ホーチミン市は社会隔離を1カ月延長、新型コロナワクチン接種加速

(ベトナム)

ホーチミン発

2021年08月18日

ベトナムのホーチミン市は8月15日、文書2718号(2718/UBND-VX)を発出し、新型コロナウイルス対策の首相指示16号(16/CT-TTg)に基づく厳格な社会隔離措置を8月16日から9月15日まで延長することを決定した。同市では7月9日から適用期間を延長しながら同措置による規制を継続してきたが、感染収束に向けた動きが見られない中、1カ月間の延長となった。

ベトナム政府はこれに先立つ8月10日、ホーチミン市に対して9月15日までにウイルス封じ込めを行うよう指示しており、今回の延長期間の設定は、この指示の内容に沿うものだ(注)。

文書2718号では、先に出された8月6日付の政府決議86号(86/NQ-CP)に基づき、感染リスクが高い地域からレッドゾーン、オレンジゾーン、イエローゾーンに区分して対策を実施し、最もリスクの低いグリーンゾーンを拡大していくという、首都ハノイ市の措置と同様の方針を示している(2021年8月10日記事参照)

また、午後6時から翌日午前6時までの時間帯の外出を制限するなど、従来の規制を継続する一方で、配車アプリを活用した区・郡間の生活必需品の配送など許可される事業活動の範囲を広めるかたちで、規制を緩和する内容も盛り込んでいる。
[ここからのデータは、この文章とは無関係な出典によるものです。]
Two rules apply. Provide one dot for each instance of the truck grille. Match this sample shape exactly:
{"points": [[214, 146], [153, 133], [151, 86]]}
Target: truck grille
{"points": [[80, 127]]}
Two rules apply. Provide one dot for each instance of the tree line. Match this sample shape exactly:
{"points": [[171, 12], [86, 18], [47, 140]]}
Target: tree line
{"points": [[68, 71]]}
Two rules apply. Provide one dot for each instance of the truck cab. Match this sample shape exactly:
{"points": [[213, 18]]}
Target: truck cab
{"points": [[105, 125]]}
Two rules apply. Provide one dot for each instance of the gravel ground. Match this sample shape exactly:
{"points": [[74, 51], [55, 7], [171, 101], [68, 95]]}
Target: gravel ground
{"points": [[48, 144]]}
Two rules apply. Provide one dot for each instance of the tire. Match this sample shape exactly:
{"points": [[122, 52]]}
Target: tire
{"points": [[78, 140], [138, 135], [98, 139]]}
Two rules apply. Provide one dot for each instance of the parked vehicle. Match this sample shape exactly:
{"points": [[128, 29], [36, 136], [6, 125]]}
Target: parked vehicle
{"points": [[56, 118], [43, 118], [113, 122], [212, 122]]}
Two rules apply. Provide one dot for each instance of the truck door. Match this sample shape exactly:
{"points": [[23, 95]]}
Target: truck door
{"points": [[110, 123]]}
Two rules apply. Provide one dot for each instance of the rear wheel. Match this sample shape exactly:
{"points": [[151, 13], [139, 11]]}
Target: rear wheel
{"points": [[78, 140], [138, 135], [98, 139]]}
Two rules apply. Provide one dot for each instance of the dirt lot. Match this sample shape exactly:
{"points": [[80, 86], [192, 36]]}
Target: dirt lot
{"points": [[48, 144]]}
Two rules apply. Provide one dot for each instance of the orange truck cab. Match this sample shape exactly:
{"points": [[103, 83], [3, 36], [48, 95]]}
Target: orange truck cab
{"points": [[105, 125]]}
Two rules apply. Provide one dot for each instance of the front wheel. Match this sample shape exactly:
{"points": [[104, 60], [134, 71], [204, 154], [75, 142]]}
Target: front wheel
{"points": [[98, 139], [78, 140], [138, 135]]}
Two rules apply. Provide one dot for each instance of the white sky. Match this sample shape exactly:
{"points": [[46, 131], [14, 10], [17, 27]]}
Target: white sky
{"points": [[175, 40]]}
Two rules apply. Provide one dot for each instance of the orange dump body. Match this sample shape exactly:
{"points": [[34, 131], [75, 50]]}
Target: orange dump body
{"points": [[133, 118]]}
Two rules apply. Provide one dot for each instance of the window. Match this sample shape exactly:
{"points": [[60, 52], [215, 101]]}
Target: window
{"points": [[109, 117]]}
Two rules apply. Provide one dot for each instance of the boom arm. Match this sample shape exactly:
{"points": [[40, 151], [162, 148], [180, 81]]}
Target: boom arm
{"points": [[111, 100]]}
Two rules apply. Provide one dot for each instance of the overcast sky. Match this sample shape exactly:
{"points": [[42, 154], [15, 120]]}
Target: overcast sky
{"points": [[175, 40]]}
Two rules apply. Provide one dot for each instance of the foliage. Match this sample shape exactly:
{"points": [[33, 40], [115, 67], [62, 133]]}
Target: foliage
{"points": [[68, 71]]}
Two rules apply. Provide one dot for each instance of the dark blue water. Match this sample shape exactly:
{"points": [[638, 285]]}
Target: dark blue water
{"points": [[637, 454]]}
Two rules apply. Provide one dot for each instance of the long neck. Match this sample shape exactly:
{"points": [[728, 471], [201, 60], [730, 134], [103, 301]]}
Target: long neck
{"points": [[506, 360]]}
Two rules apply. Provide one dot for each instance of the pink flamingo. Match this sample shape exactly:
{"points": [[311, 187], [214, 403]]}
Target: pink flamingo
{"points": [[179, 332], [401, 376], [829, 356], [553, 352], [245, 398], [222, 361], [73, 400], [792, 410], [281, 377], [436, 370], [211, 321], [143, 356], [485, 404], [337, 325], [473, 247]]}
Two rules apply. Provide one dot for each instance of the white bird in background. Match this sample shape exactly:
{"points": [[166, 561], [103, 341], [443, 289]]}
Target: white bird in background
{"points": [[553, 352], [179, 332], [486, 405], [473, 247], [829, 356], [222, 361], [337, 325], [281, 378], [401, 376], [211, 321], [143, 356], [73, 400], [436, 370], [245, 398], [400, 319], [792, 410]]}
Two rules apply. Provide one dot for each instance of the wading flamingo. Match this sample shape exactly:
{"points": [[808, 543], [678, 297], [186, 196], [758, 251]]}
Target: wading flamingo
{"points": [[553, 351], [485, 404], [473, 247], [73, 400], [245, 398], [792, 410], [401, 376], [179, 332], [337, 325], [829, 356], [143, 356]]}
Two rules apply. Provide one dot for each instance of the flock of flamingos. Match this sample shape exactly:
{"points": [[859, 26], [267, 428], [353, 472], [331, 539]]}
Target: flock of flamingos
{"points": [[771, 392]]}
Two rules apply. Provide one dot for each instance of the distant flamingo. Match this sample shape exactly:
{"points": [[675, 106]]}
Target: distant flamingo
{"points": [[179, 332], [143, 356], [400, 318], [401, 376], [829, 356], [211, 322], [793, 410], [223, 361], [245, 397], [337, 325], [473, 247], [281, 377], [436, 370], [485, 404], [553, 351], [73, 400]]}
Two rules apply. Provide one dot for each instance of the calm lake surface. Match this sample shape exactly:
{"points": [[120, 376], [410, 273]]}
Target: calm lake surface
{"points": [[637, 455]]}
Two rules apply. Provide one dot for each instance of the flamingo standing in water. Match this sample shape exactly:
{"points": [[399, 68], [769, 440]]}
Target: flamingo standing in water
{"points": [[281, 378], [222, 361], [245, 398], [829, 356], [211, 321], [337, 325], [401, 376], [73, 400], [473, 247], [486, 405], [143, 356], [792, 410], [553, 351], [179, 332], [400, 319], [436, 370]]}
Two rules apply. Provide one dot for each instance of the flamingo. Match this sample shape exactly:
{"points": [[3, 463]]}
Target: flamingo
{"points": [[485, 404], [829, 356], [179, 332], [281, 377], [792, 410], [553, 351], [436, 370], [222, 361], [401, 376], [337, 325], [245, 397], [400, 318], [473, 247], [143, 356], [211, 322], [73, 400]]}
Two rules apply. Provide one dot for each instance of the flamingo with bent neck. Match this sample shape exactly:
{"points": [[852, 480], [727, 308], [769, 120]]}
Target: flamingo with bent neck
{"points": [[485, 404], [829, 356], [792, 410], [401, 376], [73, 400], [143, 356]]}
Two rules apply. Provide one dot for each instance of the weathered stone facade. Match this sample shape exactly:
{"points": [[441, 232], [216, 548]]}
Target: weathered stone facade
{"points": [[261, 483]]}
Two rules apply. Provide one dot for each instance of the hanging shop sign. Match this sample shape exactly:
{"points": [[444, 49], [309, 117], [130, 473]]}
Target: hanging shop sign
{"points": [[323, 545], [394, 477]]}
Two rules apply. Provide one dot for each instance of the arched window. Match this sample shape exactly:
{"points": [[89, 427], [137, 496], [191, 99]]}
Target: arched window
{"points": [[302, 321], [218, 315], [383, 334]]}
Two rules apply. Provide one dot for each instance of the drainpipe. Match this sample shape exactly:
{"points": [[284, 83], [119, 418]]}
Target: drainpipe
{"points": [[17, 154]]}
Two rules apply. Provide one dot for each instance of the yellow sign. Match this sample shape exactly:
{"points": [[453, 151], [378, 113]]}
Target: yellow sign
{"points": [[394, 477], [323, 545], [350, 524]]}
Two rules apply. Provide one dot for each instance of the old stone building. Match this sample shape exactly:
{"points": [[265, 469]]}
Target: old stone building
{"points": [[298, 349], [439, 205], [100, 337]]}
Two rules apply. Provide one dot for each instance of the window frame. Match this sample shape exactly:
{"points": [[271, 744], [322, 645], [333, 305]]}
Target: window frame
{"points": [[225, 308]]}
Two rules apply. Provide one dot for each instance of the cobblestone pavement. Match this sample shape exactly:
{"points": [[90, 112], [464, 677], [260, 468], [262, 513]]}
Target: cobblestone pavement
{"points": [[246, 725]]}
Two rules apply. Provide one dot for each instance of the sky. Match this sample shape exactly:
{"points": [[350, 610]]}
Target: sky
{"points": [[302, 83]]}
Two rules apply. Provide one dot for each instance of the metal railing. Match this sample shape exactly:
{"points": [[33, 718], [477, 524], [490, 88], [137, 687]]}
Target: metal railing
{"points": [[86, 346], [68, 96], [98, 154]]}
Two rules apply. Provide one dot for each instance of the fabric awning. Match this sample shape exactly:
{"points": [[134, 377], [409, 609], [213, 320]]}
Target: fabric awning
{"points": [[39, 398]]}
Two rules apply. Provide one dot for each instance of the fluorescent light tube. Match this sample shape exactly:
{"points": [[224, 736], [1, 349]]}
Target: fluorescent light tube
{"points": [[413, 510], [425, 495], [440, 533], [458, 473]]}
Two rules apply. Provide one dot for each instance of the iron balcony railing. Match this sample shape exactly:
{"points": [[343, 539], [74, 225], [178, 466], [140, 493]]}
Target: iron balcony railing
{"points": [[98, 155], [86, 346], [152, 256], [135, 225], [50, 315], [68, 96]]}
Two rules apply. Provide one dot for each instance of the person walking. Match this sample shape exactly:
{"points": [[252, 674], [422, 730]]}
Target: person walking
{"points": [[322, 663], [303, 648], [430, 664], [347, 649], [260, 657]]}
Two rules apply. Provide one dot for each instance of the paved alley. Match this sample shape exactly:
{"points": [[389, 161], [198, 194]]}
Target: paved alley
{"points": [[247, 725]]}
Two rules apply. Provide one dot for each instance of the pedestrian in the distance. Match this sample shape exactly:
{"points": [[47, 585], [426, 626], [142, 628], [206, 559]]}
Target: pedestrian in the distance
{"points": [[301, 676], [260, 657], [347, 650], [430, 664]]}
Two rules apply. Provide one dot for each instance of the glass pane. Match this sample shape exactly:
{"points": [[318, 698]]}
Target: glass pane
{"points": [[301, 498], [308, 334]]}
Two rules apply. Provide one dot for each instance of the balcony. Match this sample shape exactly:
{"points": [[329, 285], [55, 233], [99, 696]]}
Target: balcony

ワクチン接種については、9月15日までに18歳以上の70%以上に1回目の接種、15%に2回目の接種を実施することを目標としている。

ベトナム保健省が公表している各省・市のワクチン接種情報によると、8月18日時点で、18歳以上で少なくとも1回目の接種を受けている人の割合は、国内全体では21.8%だが、ホーチミン市は68.2%と全国で最も高い。同市に対して優先的にワクチン配給が行われて、9月15日までの目標達成に向けて接種が進められていることがうかがえる。

(注)ベトナム政府は封じ込めの目標時期について、ホーチミン市に隣接する3省(ビンズオン省、ロンアン省、ドンナイ省)は9月1日まで、その他の社会隔離実施地域は8月25日までに設定。ベトナム国内の市中感染者は、第4波が広まった4月27日以降、8月17日時点で累計28万9,276人。そのうち、ホーチミン市(15万6,386人)と同市に隣接する3省(ビンズオン省4万9,833人、ロンアン省1万5,579人、ドンナイ省1万4,502人)で全体の約8割を占める。